West Asia tensions may disrupt India’s tyre exports, ATMA says
By Axel Miller | 13 Mar 2026
Summary
Rising geopolitical tensions in West Asia could disrupt India’s tyre exports and increase input and freight costs, according to the Automotive Tyre Manufacturers Association (ATMA).
NEW DELHI, March 13, 2026 — India’s tyre industry has warned that escalating tensions in West Asia may disrupt exports and raise production costs, urging policy support to maintain global competitiveness.
In representations to the Ministry of Commerce and Industry and the Ministry of Petroleum and Natural Gas, ATMA cited shipping disruptions and rising crude prices as key risks to manufacturers.
Export incentive concerns
The industry has sought restoration of full benefits under the Scheme for Remission of Duties and Taxes on Exported Products (RoDTEP), after rates were reduced for several non-agricultural sectors in February.

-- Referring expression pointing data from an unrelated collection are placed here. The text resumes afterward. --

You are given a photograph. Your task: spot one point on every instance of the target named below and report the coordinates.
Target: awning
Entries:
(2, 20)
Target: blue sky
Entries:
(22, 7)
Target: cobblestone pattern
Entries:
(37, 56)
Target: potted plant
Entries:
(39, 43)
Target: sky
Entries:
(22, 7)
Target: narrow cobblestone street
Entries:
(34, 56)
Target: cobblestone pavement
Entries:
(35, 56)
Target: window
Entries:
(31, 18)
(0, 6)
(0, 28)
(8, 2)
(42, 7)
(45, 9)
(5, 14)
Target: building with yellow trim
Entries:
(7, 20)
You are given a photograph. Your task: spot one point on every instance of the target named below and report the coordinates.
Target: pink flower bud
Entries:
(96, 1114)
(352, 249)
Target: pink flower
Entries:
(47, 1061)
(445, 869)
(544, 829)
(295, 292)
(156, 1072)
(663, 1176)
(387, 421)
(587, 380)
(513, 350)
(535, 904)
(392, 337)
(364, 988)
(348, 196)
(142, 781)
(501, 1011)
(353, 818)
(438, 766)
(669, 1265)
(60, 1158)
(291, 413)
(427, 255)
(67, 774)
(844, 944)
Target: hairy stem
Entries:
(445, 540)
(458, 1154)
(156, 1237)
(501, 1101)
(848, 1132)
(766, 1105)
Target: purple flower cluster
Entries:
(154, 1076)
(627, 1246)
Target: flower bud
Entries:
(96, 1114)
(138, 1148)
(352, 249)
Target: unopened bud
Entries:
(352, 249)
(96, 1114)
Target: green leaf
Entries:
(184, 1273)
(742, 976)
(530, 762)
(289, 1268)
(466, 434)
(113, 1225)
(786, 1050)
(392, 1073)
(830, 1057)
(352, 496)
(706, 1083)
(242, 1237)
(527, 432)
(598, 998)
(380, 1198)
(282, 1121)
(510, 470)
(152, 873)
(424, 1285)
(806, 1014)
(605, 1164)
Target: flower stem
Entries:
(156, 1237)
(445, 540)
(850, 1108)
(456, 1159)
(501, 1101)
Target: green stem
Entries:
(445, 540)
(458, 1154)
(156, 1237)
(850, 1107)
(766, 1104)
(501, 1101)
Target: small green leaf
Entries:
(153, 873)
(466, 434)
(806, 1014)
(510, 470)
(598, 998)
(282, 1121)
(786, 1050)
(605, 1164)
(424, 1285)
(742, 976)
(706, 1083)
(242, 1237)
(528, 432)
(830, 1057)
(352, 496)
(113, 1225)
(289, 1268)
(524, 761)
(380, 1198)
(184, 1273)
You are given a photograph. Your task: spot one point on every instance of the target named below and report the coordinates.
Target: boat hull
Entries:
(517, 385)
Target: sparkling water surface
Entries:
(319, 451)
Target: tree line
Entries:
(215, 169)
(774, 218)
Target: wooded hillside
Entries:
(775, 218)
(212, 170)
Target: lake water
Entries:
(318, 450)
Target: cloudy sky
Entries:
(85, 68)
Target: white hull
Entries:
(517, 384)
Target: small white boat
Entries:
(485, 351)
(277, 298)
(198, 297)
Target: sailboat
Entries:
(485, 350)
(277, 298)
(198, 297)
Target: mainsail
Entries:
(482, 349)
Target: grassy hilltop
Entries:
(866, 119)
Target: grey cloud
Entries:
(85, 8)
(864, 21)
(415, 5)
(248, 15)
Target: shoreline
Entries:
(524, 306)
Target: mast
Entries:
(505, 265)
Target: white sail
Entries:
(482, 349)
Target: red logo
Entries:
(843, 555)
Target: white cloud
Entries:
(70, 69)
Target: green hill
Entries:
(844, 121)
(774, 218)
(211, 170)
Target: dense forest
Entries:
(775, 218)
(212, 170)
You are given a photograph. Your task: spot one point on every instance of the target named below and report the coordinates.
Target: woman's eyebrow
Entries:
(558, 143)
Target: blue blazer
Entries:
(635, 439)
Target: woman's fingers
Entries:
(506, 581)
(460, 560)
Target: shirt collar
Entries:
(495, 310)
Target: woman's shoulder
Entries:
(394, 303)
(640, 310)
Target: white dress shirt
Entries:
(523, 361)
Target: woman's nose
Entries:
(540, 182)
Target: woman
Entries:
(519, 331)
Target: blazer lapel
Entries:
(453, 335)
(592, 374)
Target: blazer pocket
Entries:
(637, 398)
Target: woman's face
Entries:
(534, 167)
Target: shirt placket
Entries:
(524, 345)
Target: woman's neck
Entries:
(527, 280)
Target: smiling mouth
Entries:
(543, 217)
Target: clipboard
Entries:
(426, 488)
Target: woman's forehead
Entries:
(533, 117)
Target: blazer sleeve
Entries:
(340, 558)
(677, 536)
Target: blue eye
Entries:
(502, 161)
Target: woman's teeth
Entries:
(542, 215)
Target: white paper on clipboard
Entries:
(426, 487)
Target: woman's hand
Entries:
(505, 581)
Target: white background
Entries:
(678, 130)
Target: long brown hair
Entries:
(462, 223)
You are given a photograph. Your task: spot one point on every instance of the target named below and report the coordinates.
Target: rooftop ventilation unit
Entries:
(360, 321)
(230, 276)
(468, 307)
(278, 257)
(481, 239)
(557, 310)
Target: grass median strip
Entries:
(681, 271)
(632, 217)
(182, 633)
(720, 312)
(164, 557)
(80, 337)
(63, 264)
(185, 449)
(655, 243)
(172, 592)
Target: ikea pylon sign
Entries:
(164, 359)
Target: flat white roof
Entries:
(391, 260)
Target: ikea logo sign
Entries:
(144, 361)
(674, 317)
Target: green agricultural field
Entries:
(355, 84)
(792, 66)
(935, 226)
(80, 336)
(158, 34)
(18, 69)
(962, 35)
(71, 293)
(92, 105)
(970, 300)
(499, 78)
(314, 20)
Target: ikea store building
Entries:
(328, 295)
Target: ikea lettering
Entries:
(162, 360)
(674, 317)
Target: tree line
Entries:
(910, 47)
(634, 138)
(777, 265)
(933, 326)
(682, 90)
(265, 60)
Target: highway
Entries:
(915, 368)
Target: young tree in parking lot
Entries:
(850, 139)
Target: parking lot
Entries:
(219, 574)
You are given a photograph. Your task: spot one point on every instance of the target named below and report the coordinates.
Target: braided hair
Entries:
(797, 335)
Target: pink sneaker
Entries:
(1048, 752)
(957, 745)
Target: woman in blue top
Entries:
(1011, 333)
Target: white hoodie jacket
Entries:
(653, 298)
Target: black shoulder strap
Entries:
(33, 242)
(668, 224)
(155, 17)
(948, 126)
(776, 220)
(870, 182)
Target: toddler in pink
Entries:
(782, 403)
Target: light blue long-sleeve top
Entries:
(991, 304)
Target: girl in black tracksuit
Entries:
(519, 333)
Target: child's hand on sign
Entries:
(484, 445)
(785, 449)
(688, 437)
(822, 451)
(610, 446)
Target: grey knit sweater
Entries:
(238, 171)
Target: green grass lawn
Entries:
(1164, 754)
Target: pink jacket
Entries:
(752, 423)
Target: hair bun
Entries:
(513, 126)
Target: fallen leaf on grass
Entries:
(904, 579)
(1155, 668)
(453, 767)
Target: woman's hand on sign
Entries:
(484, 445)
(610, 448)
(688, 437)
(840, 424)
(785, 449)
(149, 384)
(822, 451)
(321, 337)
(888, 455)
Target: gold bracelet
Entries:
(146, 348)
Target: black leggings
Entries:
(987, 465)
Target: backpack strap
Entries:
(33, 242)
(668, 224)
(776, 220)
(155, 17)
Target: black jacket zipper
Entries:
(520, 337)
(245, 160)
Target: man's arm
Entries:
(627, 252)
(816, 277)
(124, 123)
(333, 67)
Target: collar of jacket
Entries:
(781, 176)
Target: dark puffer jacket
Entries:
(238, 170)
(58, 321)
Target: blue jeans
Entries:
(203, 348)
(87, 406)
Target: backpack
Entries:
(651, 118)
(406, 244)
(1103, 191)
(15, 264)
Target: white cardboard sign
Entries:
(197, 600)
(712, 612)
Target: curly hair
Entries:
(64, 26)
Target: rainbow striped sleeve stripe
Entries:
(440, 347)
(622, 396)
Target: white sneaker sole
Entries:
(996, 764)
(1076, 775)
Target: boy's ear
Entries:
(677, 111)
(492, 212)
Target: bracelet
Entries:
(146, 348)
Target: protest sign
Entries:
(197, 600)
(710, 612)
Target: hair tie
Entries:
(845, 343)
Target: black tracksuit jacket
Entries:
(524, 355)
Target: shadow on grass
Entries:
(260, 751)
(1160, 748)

ATMA Chairman Arun Mammen said higher freight costs and longer transit times have already affected margins on pre-negotiated contracts.
Fuel supply risks
ATMA has also requested that tyre manufacturing be treated as an essential sector under the Natural Gas (Supply Regulation) Order, 2026.
Currently, manufacturing units receive around 80% of typical gas supply, while priority sectors such as household PNG and transport CNG receive full allocation.
Industry representatives say interruptions in gas supply could affect production of key inputs including carbon black and synthetic rubber.
Market exposure and costs
India exports tyres worth roughly $250–260 million annually to West Asia, making the region a key market.
With petroleum derivatives accounting for about 60–70% of production costs, manufacturers remain sensitive to crude price volatility. Key inputs such as synthetic rubber, processing oils and nylon tyre cord fabrics have seen price increases in recent weeks.
Why this matters
• Export outlook: Supply disruptions could affect delivery schedules.
• Cost pressures: Raw material volatility may squeeze margins.
• Policy impact: Incentives and fuel allocation remain central concerns.
FAQs
Q1. Why is the tyre industry seeking essential status?
To secure uninterrupted gas supply for production during shortages.
Q2. What changed in export incentives?
RoDTEP benefits were reduced earlier this year for some sectors.
Q3. Why does crude oil matter for tyres?
Petroleum derivatives form a major share of tyre production costs.
Q4. Which routes face disruption?
Shipping challenges around West Asia have increased transit times and freight costs.
Q5. How important is West Asia as a market?
The region accounts for a significant share of India’s tyre exports annually.